While most studies on allergic asthma have centered on the roles of bronchoconstrictors and inflammatory mediators on airway hyperresponsivity, Que et al1 took a different approach and chose instead to investigate the effects of endogenous bronchodilators, specifically GSNO, in the disorder. To do so, they compared the effects of allergen challenge between the airways of wild-type mice and mice in which they deleted the gene for GSNO reductase (GSNOR), the enzyme that controls levels of GSNO in the body. Through a series of experiments, they discovered that, after allergen challenge, wild-type mice with airway hyperresponsivity (AHR) demonstrated increased levels of airway GSNOR and are depleted of lung S-nitrosothiols (SNOs). In contrast, the GSNOR-/- mice were found to have higher levels of lung SNOs after allergen challenge and actually appeared to be protected from AHR. Interestingly, the airway GSNO in these GSNOR-/- mice appeared to originate from nitric oxide (NO), of which elevated levels are generally a signature of asthma, derived from cytokine-inducible NO synthase (iNOS).
Additionally, investigators found that the protection from asthma in GSNOR-/- mice does not reflect a suppressed immune response to allergen; instead, it appears that SNOs are able to maintain airway patency even when inflammation occurs. All in all, Que et al's reports open up new avenues in our search of therapeutic approaches to alleviating airway obstruction in asthma.
1. Que LG, Liu L, Yan Y, Whitehead GS, Gavett SH, Schwartz DA, et al. Protection from Experimental Asthma by an Endogenous Bronchodilator. Science 2005;308:1618-21.
Something Smells Fishy Around Here
The inflammatory process is critical and must be robust in order to repair damage and protect humans from infections; however, dysregulated inflammation is the underlying factor of many human diseases. Numerous studies, including Serhan et al's recent experiments, suggest that omega-3 fatty acids found in fish oil have a variety of favorable health effects. Serhan et al1,2 describe an 'off' switch for inflammation that has been derived from the same pathways that generate pro-inflammatory signals. They identified the lipid E1 (RvE1) in studies of the effects of aspirin in inflammation. They also concluded that inflammatory exudates from mice treated with aspirin had derivatives of EPA (essential fatty acid enriched in oils of fish and marine mammals) which include the product RvE1. These products had anti-inflammatory properties that had been synthesized in a two-step process requiring 5-LOX (5-lipoxygenase) and COX-2 (cyclooxygenase). Researchers also found that RvE1 resolves inflammation by suppressing the activation of NF-kB and the resulting synthesis of cytokines and chemokines. Serhan et al2 extended their observations to an animal model in which the mice had severe inflammatory bowel disease induced by exposure to TNBS (2, 4, 6-trinitrorbenzene sulfonic acid). Pretreatment of the mice with RvE1 resulted in lower mortality, decreased weight loss, and less inflammation. Overall, the fish oil diet works because it results in the constant synthesis of anti-inflammatory products such as RvE1, and the 5-LOX inhibitor does not help the disease because it blocks the synthesis of such anti-inflammatory compounds. This study of RvE1 in inflammation demonstrates the importance of the endogenous mechanisms by which inflammation is controlled and the possibility of manipulating those endogenous mechanisms to treat or prevent inflammatory diseases.

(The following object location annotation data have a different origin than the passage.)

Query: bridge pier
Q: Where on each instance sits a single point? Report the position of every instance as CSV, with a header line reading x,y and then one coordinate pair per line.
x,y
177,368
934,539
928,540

1. Prescott SM, Stenson WF. Fish oil fix. Nature Medicine 2005;11:596-598.
2. Serhan CN, Clish CB, Brannon J, Colgan SP, Chiang N, Gronert K. Novel Functional Sets of Lipid-derived Mediators with Antiinflammatory Actions Generated from Omega-3 Fatty Acids via Cyclooxygenase 2-Nonsteroidal Antiinflammatory Drugs and Transcellular Processing. J. Exp. Med 2000;192:1197-1204.